It is said, and also acknowledged by most Tibetans, that Tibetans usually don’t have a strong sense of time or rather punctuality. Therefore, it is very common or normal for Tibetans to be late by half an hour or more for an appointment. This kind of bad habit among Tibetans bothers me constantly and often makes me think further upon it. Thinking about it, I realize that this concept is rooted in the way Tibetans have measured time in history. In the meantime, those happy days of my childhood come back to me.
Today in almost every Tibetan family, except in some very remote areas, there are clocks to measure time. However, in the past, Tibetans roughly told the time from lots of things from nature instead of such a kind of apparatus. Obviously, through these ways they can roughly tell the time. These primitive ways of measuring time made it impossible to tell the exact time in terms of minutes and seconds. In Tibet, the most commonly used way is the cock cooing in the morning, the rising and falling of some special stars such as the phosphor and Gama Besang and the position of the sun in the daytime.
Being born and brought up in the countryside, I was fortunate to experience and observe such kinds of special cultural phenomenon. As I remember, in the morning we depended upon the cock coo to measure the time. When the adults decided to go for morning-work together, they would fix the time at “the first cock coo”, “the second cock coo”, or “the third cock coo” but never came up with the exact time as few families had a clock.. At that time, I couldn’t help worrying that whether the cocks in every family could coo at the same time and asked my mother about it. “Sure, the cocks had the instinct to tell the exact time and would coo almost at the same time”, she responded.
Apart from the cock coo, in the morning we measured time by phosphor, Tor Rerng Gerchin in Tibetan, which appears in the east of the sky at dawn. I clearly remember that when I was in primary school every morning my mother would wake me up and ask me to go for checking if the Tor Rerng Gerchin had showed up in the east sky. I loved that part of job as this was a very good opportunity for me to gain mother’s favor towards me. I loved to hear mother telling others, “Chung La is a good child and is not idle at all . She will get up immediately as soon as I wake her up in the morning.” Then, if Tor Rerng Gerchin was there, I should wake up my elder sister, Tashi Bedan, who was always the first one in my family to get up. She would then do a series of housework such as fetch water from the river, clear the ashes from the homemade earthen hearth, boil water, brew tea and then make butter tea and so on. Sometimes I had to get up twice or even three times for the star hadn’t shown up in the sky. But I did my job without any complaint.
In the daytime, we told the time from the position of the sun in the sky. Merely a child, I went to gaze at our flocks and herds in the grassland with adults like my mother and grandfather. Sometimes I went willingly and sometimes I had to due to the lack of labor in the family. Grandfather, as the most acknowledgeable man in my eyes at that time, told me when we should leave for grazing, when we should make our dinner when we should give water to the cows and sheep or when we should collect them and go home by estimating the different positions of the sun during the day. Fortunately, due to the non-polluted atmosphere of Tibet, cloudy weather is rare in Tibet or even if it’s cloudy we can still see the sun.

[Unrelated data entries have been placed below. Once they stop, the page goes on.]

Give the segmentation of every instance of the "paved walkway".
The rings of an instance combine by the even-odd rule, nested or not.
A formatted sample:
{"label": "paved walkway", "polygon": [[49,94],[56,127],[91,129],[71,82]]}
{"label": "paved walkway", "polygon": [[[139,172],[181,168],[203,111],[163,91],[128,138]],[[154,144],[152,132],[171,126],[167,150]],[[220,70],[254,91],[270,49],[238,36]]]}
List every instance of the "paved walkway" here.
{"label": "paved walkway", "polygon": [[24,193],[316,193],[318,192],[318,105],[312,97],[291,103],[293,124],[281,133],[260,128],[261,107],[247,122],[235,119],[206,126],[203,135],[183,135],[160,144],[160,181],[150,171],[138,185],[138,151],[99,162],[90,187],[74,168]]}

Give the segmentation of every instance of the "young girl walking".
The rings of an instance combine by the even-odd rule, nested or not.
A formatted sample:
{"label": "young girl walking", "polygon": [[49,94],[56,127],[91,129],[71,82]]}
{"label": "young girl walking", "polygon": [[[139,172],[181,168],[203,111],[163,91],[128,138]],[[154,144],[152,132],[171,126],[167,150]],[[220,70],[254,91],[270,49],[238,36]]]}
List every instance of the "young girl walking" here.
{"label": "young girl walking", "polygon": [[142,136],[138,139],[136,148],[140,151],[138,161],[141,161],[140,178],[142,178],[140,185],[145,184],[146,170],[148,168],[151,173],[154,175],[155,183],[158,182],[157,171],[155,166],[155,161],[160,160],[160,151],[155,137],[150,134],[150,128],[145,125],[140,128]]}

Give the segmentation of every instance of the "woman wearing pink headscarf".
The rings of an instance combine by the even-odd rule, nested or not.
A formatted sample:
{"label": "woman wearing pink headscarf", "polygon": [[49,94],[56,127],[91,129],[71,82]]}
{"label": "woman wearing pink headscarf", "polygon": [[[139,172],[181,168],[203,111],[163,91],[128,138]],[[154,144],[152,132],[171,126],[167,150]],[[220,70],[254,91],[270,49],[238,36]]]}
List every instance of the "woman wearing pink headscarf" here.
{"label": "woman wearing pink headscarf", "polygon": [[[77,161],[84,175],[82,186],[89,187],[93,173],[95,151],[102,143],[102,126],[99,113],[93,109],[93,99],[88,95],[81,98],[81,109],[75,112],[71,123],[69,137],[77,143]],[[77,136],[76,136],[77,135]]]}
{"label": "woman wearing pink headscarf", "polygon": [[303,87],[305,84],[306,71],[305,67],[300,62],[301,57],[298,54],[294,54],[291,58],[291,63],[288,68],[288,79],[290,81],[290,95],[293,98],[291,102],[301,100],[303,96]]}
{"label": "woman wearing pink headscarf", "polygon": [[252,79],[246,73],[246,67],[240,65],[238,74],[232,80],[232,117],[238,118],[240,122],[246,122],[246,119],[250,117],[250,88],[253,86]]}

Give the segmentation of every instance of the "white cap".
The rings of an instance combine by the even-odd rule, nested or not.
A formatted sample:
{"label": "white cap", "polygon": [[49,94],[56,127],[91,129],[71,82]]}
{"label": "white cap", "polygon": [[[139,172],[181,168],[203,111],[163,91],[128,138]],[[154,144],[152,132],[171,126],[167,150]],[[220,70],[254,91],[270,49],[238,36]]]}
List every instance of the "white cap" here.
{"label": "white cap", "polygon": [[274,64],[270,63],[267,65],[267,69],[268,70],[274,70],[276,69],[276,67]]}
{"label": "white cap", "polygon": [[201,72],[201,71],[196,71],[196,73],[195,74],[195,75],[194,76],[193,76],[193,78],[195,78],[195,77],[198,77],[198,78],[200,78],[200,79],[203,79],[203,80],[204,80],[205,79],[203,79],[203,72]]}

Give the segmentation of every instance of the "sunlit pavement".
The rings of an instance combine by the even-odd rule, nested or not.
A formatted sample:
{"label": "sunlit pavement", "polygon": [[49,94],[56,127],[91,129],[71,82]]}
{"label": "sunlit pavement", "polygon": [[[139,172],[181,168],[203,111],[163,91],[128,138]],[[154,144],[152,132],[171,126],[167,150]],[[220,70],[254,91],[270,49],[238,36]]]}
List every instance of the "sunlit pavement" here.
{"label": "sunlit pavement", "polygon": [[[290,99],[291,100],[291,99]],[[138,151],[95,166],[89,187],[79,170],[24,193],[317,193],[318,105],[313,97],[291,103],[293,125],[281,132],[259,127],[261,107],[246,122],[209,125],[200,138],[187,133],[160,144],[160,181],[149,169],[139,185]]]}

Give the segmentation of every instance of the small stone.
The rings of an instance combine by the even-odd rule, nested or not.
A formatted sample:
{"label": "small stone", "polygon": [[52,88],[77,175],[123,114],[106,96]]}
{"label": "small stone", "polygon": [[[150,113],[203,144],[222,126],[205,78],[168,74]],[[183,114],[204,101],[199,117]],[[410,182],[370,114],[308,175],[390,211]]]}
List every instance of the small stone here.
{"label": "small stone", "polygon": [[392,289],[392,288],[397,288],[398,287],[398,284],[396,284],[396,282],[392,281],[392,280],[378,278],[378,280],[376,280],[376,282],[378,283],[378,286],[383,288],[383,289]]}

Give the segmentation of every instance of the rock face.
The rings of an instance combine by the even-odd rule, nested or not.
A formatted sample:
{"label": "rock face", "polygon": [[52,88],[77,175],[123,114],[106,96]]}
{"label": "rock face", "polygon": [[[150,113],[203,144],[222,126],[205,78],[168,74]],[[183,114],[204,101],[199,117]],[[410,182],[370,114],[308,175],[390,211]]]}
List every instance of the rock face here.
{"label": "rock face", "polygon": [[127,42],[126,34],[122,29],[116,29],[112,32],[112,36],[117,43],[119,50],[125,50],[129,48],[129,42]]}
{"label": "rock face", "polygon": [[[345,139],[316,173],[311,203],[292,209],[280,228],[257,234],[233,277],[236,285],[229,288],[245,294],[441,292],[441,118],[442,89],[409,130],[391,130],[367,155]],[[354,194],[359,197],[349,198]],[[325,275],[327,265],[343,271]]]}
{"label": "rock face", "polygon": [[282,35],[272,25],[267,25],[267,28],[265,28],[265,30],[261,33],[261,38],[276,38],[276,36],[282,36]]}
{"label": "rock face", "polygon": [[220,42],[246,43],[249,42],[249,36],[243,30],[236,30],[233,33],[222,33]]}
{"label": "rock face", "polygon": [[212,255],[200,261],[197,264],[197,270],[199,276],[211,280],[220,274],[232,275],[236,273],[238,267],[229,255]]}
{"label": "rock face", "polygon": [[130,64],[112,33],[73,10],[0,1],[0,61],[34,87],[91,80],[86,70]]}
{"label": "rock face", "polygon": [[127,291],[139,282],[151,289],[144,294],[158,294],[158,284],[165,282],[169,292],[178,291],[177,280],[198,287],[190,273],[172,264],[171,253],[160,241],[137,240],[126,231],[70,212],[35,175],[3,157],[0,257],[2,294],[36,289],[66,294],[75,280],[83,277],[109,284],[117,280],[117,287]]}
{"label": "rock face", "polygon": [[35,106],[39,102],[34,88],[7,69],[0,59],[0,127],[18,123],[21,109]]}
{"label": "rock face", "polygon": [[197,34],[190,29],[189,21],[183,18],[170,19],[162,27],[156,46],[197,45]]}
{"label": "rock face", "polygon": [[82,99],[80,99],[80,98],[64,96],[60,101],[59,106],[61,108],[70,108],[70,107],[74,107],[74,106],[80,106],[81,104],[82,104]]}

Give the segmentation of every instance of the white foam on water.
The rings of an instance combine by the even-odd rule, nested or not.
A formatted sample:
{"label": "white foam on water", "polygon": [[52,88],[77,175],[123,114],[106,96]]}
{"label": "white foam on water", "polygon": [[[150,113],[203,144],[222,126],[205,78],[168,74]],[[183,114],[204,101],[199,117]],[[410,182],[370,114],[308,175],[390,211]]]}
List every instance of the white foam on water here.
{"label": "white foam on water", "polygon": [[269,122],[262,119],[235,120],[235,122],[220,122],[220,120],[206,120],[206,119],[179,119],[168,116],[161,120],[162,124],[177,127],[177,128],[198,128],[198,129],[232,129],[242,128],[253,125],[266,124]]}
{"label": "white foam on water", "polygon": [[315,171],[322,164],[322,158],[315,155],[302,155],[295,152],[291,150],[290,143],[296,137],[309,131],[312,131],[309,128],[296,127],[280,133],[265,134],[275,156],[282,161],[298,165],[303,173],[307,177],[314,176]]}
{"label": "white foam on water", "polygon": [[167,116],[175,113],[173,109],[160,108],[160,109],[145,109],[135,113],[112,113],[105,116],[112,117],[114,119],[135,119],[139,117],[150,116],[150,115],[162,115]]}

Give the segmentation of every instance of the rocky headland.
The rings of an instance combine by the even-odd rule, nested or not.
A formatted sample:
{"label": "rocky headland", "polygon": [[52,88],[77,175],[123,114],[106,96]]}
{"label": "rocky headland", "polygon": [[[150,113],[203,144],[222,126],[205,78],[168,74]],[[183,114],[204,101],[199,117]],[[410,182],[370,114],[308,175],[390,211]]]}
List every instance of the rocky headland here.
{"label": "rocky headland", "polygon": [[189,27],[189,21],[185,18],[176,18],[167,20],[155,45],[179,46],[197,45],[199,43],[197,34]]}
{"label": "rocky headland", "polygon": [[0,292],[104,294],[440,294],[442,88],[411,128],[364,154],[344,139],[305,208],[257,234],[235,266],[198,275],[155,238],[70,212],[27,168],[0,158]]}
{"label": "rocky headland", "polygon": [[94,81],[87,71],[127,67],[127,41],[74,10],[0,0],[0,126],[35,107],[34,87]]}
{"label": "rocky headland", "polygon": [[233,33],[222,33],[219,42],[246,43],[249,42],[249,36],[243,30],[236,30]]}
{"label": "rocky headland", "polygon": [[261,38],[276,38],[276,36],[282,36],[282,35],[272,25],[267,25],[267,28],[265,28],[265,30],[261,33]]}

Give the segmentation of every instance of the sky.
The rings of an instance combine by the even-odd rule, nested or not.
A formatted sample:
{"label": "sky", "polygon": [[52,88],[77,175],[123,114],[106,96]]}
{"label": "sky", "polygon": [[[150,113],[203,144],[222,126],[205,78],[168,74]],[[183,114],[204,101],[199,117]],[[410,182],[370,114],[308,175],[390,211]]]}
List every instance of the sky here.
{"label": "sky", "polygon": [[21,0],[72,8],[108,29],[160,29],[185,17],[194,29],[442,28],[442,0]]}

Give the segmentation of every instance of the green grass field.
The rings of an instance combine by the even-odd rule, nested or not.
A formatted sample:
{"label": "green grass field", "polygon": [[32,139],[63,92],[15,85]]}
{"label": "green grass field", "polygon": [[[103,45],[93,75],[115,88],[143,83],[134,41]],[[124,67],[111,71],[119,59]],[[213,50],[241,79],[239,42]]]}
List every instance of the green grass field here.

Gama Pasang was another star to play the role of time measurement. This star often falls when other stars begin to sparkle in the sky one by one around the dusk time. My playmates and I would play games regardless of the approaching blackness. So usually the mothers would come to ask the children to go home, saying “we have to go home now, it’s been a long time since Gama Pasang fell...”
How time flies! And I am no longer the happy little girl who was gazing at the grassland with her grandfather who passed away two years ago. Nowadays, although there are many clocks of different designs in my family. I miss the old time measurement; I miss the Tor Rerng Gerchin and Gama Basang whose existence I almost forgot about after leaving my home village over a decade ago; I miss those days which were careless and close to nature; I miss those days with my grandfather in the vast grassland or farmer fields. How I wish I could go back to those happy times.
This article was written in English by a Tibetan student in Beijing in March 2007.